4. The optimal two-part cooperative control method for an intelligent unmanned swarm system according to claim 1, characterized in that, The formula for calculating historical TD error is as follows: ; ; in, This represents the historical TD error of the critic1 network training at time k. This represents the historical TD error during the training of the critic2 network at time k. Indicates the attenuation factor. express Historical TD error during network training at time point critic1 express Historical TD error during the training of the critic2 network at various times. This represents the TD error during the training of the critic1 network at time k. This represents the TD error during the training of the critic2 network at time k.

5. The optimal two-part cooperative control method for an intelligent unmanned swarm system according to claim 1, characterized in that, The formula for calculating the adaptive learning rate is: ; ; in, This represents the adaptive learning rate of the critic1 network. This represents the adaptive learning rate of the critic2 network. Indicates a fixed learning rate. It is a constant. Let i represent the set of neighbors of agent i. Represents the neighboring intelligent agent j of intelligent agent i. Sum the values ​​of , This represents the connection weight from agent j to agent i. This indicates the intensity of cooperation and competition between agent i and agent j. This represents the weighting between historical TD errors and the intensity of cooperative competition. This represents the historical TD error of the critic1 network training at time k.

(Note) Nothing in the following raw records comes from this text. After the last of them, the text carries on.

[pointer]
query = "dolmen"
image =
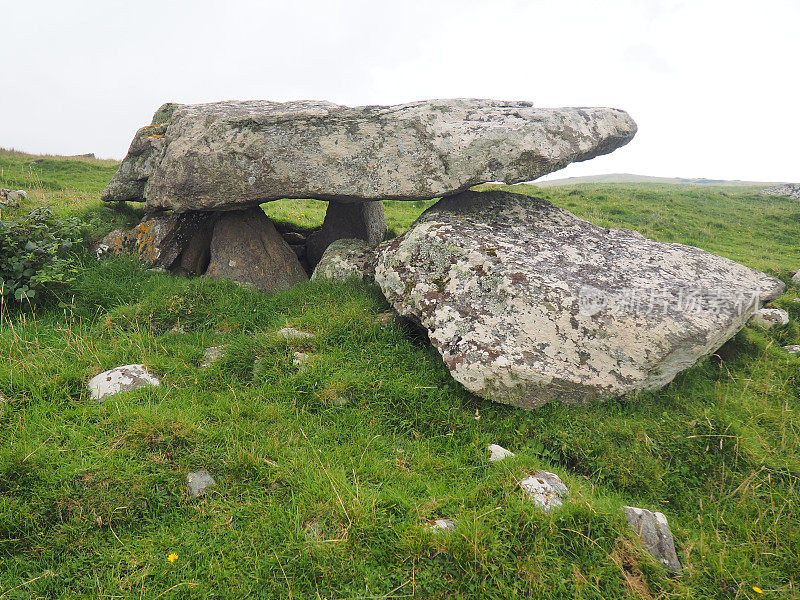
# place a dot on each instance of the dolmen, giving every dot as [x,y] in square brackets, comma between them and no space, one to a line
[525,302]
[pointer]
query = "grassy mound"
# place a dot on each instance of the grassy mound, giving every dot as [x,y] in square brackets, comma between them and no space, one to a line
[327,473]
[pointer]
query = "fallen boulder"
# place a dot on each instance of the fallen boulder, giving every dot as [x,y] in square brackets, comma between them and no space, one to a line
[653,530]
[545,489]
[527,303]
[235,154]
[120,379]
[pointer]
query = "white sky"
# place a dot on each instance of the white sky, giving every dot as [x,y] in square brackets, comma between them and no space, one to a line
[713,85]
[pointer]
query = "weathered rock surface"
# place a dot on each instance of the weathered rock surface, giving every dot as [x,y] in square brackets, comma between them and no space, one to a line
[346,258]
[246,247]
[441,525]
[527,303]
[653,530]
[120,379]
[197,482]
[145,151]
[160,238]
[290,333]
[545,489]
[212,355]
[347,220]
[12,197]
[770,317]
[236,154]
[785,189]
[498,453]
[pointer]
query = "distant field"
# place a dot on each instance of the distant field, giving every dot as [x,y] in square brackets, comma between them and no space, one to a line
[327,475]
[27,171]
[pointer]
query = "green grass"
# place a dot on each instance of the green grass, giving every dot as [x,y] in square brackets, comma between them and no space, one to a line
[92,499]
[54,173]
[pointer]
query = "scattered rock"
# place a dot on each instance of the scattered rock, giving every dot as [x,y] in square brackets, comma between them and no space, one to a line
[545,489]
[384,318]
[769,317]
[12,197]
[112,244]
[246,248]
[212,355]
[653,529]
[527,303]
[300,358]
[120,379]
[290,333]
[197,482]
[498,453]
[313,531]
[792,190]
[347,220]
[441,525]
[346,258]
[234,154]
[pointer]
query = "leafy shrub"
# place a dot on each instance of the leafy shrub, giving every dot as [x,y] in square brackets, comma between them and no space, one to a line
[35,253]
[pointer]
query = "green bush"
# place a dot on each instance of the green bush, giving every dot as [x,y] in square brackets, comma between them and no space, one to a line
[36,253]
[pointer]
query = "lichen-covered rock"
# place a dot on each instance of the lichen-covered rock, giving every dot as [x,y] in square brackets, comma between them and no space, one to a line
[246,248]
[770,317]
[113,243]
[545,489]
[792,190]
[653,530]
[120,379]
[346,259]
[235,154]
[145,151]
[12,197]
[498,453]
[527,303]
[197,482]
[161,238]
[347,220]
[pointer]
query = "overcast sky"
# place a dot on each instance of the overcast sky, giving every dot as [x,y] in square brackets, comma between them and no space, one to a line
[713,85]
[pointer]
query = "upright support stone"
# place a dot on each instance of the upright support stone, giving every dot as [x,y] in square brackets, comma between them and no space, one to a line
[347,220]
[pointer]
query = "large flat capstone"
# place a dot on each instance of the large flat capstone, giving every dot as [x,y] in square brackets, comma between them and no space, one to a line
[527,303]
[235,154]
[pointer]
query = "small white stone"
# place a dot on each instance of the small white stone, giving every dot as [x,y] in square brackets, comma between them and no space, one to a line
[120,379]
[498,453]
[300,358]
[438,525]
[212,355]
[769,317]
[197,482]
[290,333]
[545,489]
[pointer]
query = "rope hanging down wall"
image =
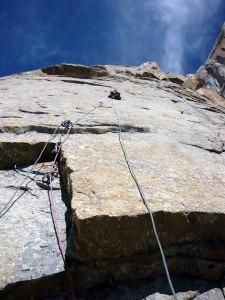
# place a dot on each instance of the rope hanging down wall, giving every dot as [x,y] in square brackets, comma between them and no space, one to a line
[144,201]
[47,179]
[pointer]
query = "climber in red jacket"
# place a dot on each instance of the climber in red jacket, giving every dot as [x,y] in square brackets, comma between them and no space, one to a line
[115,95]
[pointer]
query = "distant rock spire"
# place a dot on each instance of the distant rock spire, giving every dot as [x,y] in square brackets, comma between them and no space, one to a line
[212,74]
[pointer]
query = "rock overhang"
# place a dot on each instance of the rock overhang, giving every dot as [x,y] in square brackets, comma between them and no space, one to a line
[178,158]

This represents the historical TD error during the training of the critic2 network at time k.

6. The optimal two-part cooperative control method for an intelligent unmanned swarm system according to claim 1, characterized in that, The formula for determining whether an intelligent unmanned swarm system has reached consensus is: ; ; in, Represents the intelligent agent i. The weights of the critic1 network in the next iteration Represents the intelligent agent i. The weights of the critic1 network in the next iteration Represents the intelligent agent i. The weights of the critic2 network in the next iteration Represents the intelligent agent i. The weights of the critic2 network in the next iteration This represents the stability threshold.